The Decemberists prove they haven’t lost their flair for the theatrical with three songs from their elaborate folk-opera The Hazards of Love, ending with Meloy bathed in red light for the wonderfully menacing murder ballad ‘The Rake’s Song’. “Why are you cheering?” he quips, “that’s a terrible song.” His enthusiasm is infectious, stirring even the most cynical of audience members to sing along with ’16 Military Wives’ and ‘The Legionnaire’s Lament’.

They end the set with the quintessential Decemberists song ‘O Valencia!’, bringing together the old preoccupations of historic Europe, star-crossed lovers and murder in a melodic anthem driven by John Moen on the drums.
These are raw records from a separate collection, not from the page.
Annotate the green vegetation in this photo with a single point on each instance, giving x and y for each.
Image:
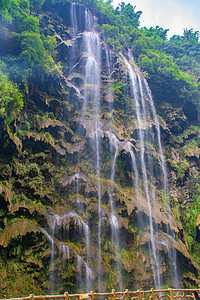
(11, 100)
(38, 112)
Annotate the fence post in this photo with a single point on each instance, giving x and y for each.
(66, 296)
(171, 294)
(31, 296)
(92, 295)
(127, 295)
(113, 294)
(152, 294)
(139, 295)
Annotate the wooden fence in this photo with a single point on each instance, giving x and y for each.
(152, 294)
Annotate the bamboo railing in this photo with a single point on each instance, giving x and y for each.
(159, 294)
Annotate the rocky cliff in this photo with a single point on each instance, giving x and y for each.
(99, 187)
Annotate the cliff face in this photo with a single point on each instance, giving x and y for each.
(85, 199)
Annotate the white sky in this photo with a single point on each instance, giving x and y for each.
(174, 15)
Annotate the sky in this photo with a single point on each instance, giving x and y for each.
(175, 15)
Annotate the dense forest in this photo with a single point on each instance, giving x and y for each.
(41, 145)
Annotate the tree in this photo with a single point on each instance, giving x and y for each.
(11, 99)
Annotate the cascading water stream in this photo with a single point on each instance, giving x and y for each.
(136, 97)
(92, 72)
(142, 164)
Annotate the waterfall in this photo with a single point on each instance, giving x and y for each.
(95, 126)
(91, 88)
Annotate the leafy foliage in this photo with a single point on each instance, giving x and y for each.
(11, 99)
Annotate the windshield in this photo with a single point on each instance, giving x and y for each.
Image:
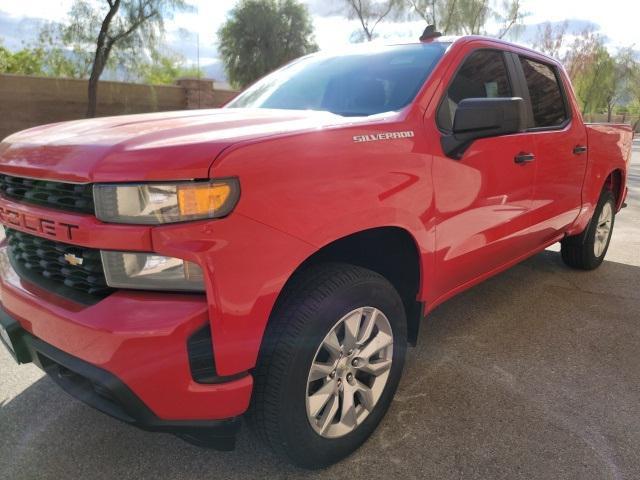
(354, 84)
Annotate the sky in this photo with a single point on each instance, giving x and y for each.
(617, 20)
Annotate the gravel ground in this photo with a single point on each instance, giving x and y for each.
(533, 374)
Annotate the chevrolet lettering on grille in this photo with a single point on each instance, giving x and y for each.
(73, 259)
(27, 222)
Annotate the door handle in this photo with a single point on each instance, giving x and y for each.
(579, 150)
(524, 158)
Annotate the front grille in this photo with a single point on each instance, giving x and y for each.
(43, 262)
(64, 196)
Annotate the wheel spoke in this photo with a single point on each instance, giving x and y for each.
(332, 345)
(376, 368)
(318, 400)
(320, 370)
(329, 414)
(366, 396)
(370, 316)
(348, 414)
(377, 343)
(351, 328)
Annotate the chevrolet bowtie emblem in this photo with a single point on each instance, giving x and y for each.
(72, 259)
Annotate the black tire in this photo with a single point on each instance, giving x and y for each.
(304, 315)
(578, 251)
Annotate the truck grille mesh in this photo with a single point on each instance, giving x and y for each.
(43, 262)
(63, 196)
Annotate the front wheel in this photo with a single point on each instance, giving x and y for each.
(587, 250)
(331, 362)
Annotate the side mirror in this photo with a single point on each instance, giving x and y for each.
(481, 118)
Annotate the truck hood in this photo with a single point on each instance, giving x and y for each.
(160, 146)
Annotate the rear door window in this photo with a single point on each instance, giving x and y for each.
(547, 100)
(482, 75)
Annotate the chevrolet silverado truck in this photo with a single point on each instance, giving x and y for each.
(275, 257)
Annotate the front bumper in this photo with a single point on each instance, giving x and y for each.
(140, 338)
(107, 393)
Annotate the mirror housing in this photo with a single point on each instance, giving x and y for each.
(482, 118)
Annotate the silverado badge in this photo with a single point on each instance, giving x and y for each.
(72, 259)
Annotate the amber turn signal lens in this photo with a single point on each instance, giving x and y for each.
(202, 200)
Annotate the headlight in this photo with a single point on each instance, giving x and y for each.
(156, 203)
(148, 271)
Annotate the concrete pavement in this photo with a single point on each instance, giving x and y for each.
(534, 374)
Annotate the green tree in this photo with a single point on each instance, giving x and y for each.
(165, 69)
(619, 84)
(262, 35)
(370, 13)
(119, 30)
(468, 17)
(591, 70)
(27, 61)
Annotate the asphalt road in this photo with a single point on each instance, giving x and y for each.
(533, 374)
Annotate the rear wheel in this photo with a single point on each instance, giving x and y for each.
(330, 364)
(587, 250)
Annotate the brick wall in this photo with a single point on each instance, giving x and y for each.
(27, 101)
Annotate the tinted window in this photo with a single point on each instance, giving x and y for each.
(364, 82)
(546, 97)
(483, 75)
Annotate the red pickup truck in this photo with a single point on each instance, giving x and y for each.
(276, 256)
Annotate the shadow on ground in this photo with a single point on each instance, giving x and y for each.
(533, 374)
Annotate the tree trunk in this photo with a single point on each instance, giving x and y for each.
(103, 49)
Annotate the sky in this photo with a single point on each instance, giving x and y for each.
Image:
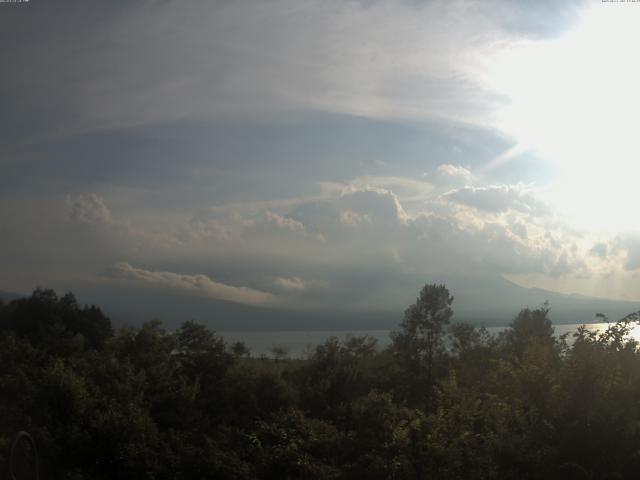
(318, 154)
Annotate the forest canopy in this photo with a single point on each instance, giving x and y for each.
(444, 400)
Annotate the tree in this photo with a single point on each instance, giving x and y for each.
(423, 328)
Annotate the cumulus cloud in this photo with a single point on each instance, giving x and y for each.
(88, 209)
(195, 284)
(297, 284)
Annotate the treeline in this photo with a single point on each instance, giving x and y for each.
(444, 401)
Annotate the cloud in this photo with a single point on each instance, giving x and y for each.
(154, 62)
(195, 284)
(297, 284)
(599, 250)
(449, 170)
(88, 209)
(498, 198)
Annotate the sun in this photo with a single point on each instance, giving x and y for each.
(575, 100)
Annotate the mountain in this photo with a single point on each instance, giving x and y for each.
(492, 301)
(489, 300)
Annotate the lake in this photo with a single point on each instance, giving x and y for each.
(298, 343)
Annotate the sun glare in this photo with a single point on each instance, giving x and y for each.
(574, 100)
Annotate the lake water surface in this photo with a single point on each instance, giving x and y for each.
(298, 343)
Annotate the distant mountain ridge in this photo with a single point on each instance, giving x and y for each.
(491, 301)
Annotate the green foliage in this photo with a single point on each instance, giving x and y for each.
(444, 401)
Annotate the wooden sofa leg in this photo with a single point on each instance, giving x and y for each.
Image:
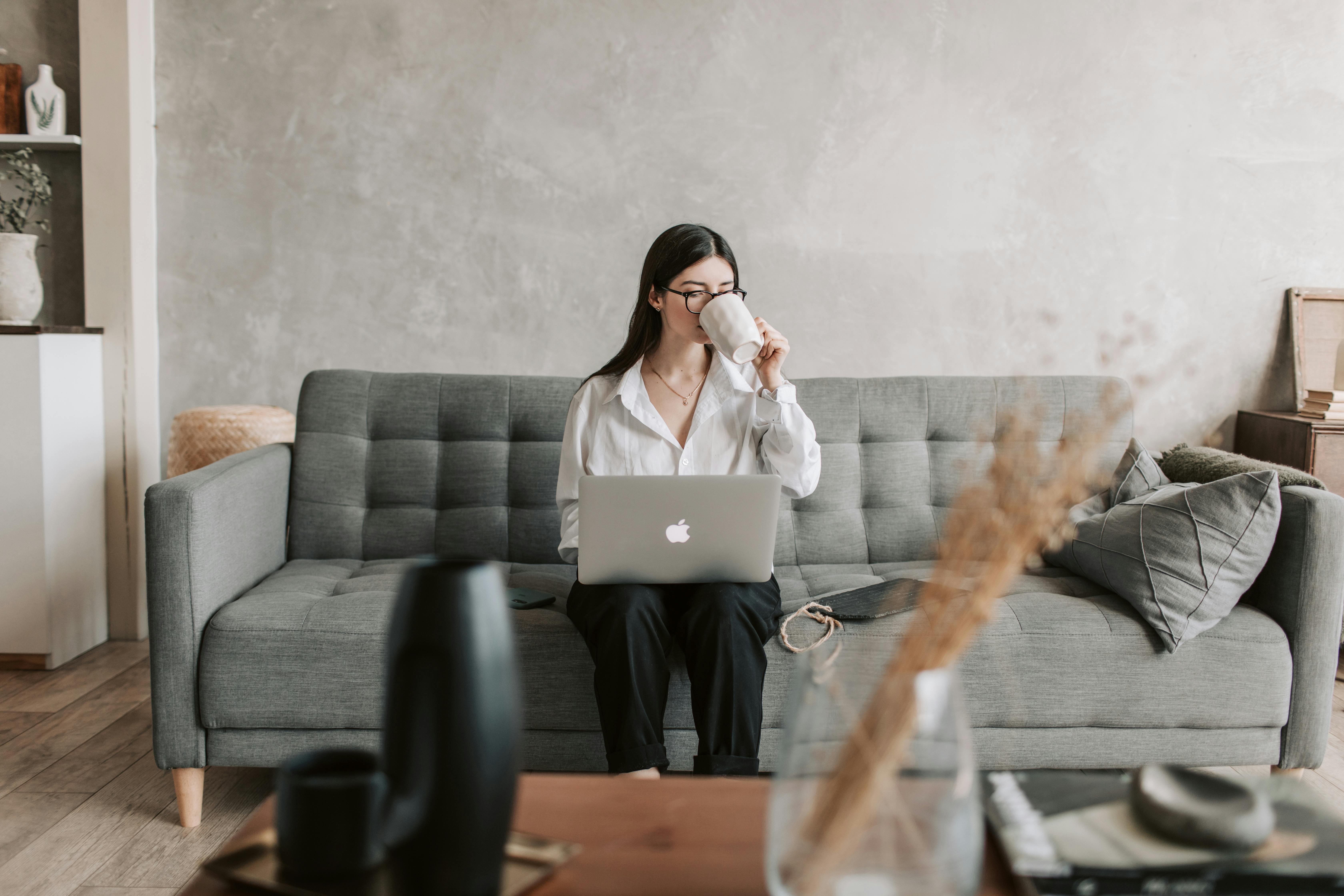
(190, 786)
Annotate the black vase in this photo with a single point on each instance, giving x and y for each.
(452, 731)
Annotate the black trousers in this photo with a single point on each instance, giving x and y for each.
(722, 629)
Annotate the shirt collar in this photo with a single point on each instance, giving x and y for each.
(630, 386)
(725, 378)
(728, 377)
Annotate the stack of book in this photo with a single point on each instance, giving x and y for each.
(1073, 833)
(1327, 406)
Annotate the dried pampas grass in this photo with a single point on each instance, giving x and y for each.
(999, 524)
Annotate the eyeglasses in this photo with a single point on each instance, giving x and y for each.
(697, 301)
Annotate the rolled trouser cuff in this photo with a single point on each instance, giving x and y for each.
(726, 766)
(638, 760)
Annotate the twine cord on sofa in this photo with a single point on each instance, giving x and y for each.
(830, 623)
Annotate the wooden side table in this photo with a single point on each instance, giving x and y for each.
(675, 836)
(1304, 443)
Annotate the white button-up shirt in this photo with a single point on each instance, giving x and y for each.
(615, 430)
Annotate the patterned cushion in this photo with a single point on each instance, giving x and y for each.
(396, 465)
(1182, 554)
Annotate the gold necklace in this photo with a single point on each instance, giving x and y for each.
(687, 397)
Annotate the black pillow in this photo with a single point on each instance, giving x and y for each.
(1183, 464)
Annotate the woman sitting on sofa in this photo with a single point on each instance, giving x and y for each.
(639, 416)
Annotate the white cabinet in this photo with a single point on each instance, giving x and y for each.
(53, 551)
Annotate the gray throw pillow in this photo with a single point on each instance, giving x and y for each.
(1183, 464)
(1182, 554)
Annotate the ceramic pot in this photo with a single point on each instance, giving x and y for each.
(451, 730)
(45, 105)
(21, 284)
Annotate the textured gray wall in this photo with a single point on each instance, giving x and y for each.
(925, 187)
(38, 33)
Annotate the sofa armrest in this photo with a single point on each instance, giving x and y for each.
(1303, 589)
(210, 537)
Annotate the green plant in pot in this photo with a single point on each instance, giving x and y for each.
(21, 284)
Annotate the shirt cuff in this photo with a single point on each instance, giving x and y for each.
(768, 402)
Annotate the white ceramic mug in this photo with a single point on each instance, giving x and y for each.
(732, 328)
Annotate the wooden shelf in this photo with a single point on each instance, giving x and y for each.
(66, 143)
(38, 330)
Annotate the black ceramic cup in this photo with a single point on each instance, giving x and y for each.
(329, 813)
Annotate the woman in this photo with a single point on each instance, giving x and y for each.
(670, 405)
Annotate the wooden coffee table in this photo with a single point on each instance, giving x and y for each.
(674, 836)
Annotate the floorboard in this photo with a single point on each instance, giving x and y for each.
(85, 812)
(56, 737)
(25, 817)
(15, 683)
(101, 758)
(163, 854)
(83, 675)
(80, 844)
(15, 723)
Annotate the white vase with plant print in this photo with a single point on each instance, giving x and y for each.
(45, 104)
(21, 284)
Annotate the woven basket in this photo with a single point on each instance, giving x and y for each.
(205, 434)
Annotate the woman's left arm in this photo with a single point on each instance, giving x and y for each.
(787, 437)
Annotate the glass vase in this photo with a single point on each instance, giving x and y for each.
(925, 835)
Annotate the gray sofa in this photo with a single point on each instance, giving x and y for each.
(272, 576)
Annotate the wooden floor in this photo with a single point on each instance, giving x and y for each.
(85, 811)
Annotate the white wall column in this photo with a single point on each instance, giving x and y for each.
(118, 96)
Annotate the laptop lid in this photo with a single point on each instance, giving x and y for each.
(663, 530)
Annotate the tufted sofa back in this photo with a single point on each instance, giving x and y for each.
(394, 465)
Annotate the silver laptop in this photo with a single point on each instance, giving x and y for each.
(677, 528)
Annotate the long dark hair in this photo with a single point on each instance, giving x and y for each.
(675, 250)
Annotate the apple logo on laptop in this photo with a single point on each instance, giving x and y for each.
(679, 533)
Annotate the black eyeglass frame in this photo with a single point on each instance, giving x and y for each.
(741, 293)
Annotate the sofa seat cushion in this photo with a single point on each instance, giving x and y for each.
(304, 649)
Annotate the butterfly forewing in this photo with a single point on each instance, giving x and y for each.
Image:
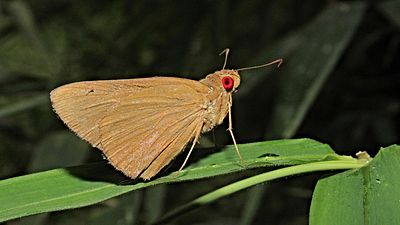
(139, 124)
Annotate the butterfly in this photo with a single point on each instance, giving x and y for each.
(141, 124)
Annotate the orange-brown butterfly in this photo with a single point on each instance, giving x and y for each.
(142, 124)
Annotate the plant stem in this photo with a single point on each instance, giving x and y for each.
(261, 178)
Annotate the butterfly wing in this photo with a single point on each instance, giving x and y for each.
(139, 124)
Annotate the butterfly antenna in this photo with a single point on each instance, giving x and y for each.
(226, 52)
(278, 61)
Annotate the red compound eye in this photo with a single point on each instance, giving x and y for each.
(227, 83)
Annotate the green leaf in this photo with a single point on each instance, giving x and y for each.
(88, 184)
(370, 195)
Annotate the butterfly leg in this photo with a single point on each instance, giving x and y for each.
(230, 129)
(196, 138)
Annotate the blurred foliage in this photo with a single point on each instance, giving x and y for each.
(351, 102)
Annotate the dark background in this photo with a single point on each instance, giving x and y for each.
(339, 84)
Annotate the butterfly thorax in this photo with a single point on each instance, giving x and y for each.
(218, 98)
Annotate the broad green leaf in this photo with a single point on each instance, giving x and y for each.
(88, 184)
(370, 195)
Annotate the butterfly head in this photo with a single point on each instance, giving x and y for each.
(229, 79)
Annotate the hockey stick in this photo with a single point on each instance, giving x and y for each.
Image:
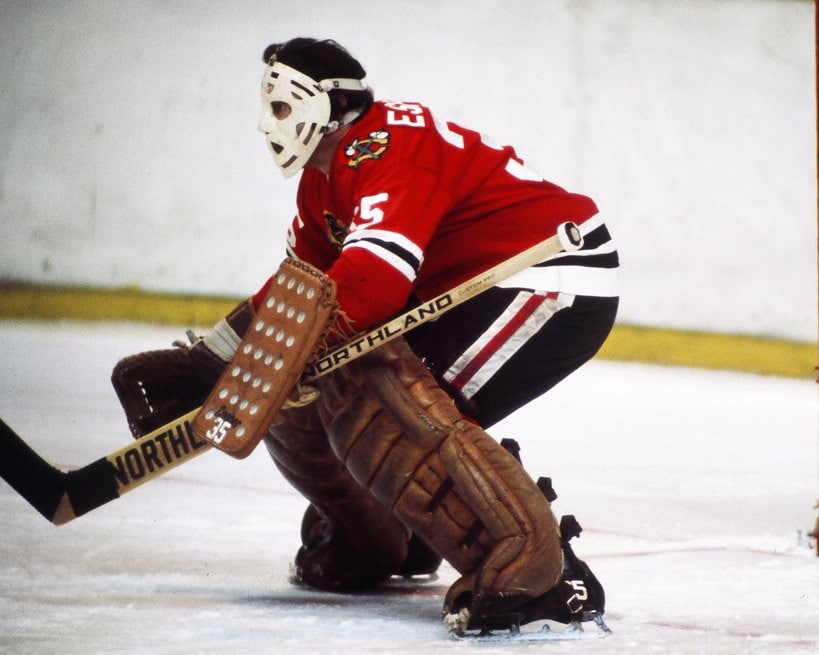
(63, 496)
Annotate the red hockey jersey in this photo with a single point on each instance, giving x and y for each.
(413, 206)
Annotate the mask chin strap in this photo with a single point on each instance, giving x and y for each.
(342, 84)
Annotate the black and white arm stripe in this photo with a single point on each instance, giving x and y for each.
(393, 248)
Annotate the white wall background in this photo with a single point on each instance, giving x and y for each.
(129, 153)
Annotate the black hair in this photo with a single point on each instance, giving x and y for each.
(322, 59)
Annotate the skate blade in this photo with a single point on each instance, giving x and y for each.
(572, 632)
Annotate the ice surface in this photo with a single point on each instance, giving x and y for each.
(695, 490)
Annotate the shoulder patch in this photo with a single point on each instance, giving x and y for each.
(373, 147)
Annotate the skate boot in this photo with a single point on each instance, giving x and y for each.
(577, 598)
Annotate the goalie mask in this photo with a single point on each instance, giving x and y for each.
(296, 113)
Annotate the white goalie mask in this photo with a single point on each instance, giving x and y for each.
(296, 113)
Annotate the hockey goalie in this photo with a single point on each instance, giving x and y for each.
(395, 206)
The band come back for ’12/17/12’, a wistful reflection on parenthood in the wake of the Sandy Hook Elementary School shooting.

Their final encore is the darkly fun sea shanty, ‘The Mariner’s Revenge Song’, which descends into riotous accordion-fuelled melodramatics, with the crowd instructed to scream as though they’re being swallowed by a whale, eerie vocals from keyboard player Jenny Conlee, and the whole band collapsing and playing dead on the stage. The Decemberists have changed a lot since we last saw them, but they have kept the spirit which won them so many dedicated fans.